We describe here a method that predicts intron-containing transcripts by making use of evolutionary characteristics of conserved introns and the observation that introns rarely turnover or shift with respect to the exons. It is important to note that we solely use intron information for predictions. This allows us to identify (1) protein-coding transcripts (including UTRs thereof) as well as mlncRNAs; (2) transcripts without conserved secondary structures; and (3) transcripts without evolutionarily conserved sequences (see Fig. 4). The latter property is important as functional ncRNAs do not necessarily have significantly conserved sequences (Panga et al. 2006). For example, the XIST ncRNA has a clear function in X chromosome inactivation in mammals (Kelley and Kuroda 2000); however, a comparison of human and mouse XIST reveals a low overall sequence identity (Nesterova et al. 2001).

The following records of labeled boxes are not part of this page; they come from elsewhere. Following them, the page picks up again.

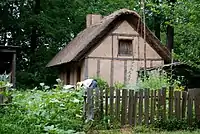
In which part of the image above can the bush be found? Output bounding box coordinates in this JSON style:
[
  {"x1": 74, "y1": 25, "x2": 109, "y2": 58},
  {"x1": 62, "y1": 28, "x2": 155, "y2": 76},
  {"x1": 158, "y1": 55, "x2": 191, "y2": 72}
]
[
  {"x1": 152, "y1": 118, "x2": 198, "y2": 131},
  {"x1": 0, "y1": 80, "x2": 84, "y2": 134},
  {"x1": 127, "y1": 70, "x2": 184, "y2": 91}
]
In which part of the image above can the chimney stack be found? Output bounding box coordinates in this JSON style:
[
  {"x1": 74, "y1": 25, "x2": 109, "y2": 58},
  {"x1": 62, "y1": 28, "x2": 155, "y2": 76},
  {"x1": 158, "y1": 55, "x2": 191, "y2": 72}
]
[{"x1": 86, "y1": 14, "x2": 103, "y2": 27}]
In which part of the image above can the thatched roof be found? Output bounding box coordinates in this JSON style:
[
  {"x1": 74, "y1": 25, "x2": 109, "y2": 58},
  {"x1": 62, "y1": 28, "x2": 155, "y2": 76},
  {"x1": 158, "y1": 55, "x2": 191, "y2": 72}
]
[{"x1": 47, "y1": 9, "x2": 170, "y2": 67}]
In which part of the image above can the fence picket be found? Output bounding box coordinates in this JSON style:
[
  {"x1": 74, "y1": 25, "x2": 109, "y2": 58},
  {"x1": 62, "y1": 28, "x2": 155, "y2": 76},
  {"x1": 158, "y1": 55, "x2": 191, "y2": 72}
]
[
  {"x1": 128, "y1": 90, "x2": 134, "y2": 125},
  {"x1": 121, "y1": 89, "x2": 128, "y2": 126},
  {"x1": 174, "y1": 91, "x2": 180, "y2": 119},
  {"x1": 162, "y1": 87, "x2": 166, "y2": 120},
  {"x1": 157, "y1": 89, "x2": 162, "y2": 119},
  {"x1": 187, "y1": 94, "x2": 193, "y2": 125},
  {"x1": 110, "y1": 87, "x2": 114, "y2": 116},
  {"x1": 83, "y1": 87, "x2": 196, "y2": 126},
  {"x1": 116, "y1": 89, "x2": 121, "y2": 120},
  {"x1": 105, "y1": 88, "x2": 108, "y2": 116},
  {"x1": 100, "y1": 89, "x2": 104, "y2": 119},
  {"x1": 168, "y1": 87, "x2": 174, "y2": 118},
  {"x1": 138, "y1": 89, "x2": 143, "y2": 125},
  {"x1": 182, "y1": 91, "x2": 187, "y2": 118},
  {"x1": 133, "y1": 92, "x2": 138, "y2": 126},
  {"x1": 144, "y1": 89, "x2": 149, "y2": 125},
  {"x1": 150, "y1": 90, "x2": 156, "y2": 123}
]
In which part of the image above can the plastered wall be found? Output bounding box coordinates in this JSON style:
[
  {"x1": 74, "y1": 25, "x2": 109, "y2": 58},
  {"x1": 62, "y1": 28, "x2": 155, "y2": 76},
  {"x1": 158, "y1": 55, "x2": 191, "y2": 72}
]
[{"x1": 65, "y1": 21, "x2": 164, "y2": 84}]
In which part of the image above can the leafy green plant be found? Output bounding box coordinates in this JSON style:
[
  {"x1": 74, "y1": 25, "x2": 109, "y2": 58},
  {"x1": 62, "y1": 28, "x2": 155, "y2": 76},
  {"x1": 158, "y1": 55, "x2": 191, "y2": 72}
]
[
  {"x1": 152, "y1": 118, "x2": 198, "y2": 131},
  {"x1": 126, "y1": 70, "x2": 184, "y2": 90},
  {"x1": 0, "y1": 81, "x2": 84, "y2": 134}
]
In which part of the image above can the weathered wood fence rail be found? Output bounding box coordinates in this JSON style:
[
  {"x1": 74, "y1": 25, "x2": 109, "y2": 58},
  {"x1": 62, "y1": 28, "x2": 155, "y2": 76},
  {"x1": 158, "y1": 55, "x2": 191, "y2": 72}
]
[{"x1": 84, "y1": 87, "x2": 195, "y2": 126}]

While our approach is unbiased with respect to these characteristics, it has limitations. Our method predicts only a partial transcript structure, which in general will have to be completed by experimental approaches such as full-length cDNA sequencing. However, gene prediction algorithms that predict only the CDS and high-throughput transcriptomic techniques suffer from the same problem. Here, we focused on short introns in D. melanogaster; consequently, transcripts containing exclusively longer introns cannot be predicted. It remains unclear whether longer introns and whether short introns in other species are predictable in a similar way.

Furthermore, we currently classify introns with a conserved intron body as false, because the great majority of real introns shows no sequence conservation in the middle. Thus, introns overlapping other functional elements such as putative promoter elements (Supplemental Fig. S7), introns that are miRNA precursors (Berezikov et al. 2007; Okamura et al. 2007), or retained introns that encode a protein domain (Hiller et al. 2005) are unlikely to be predicted.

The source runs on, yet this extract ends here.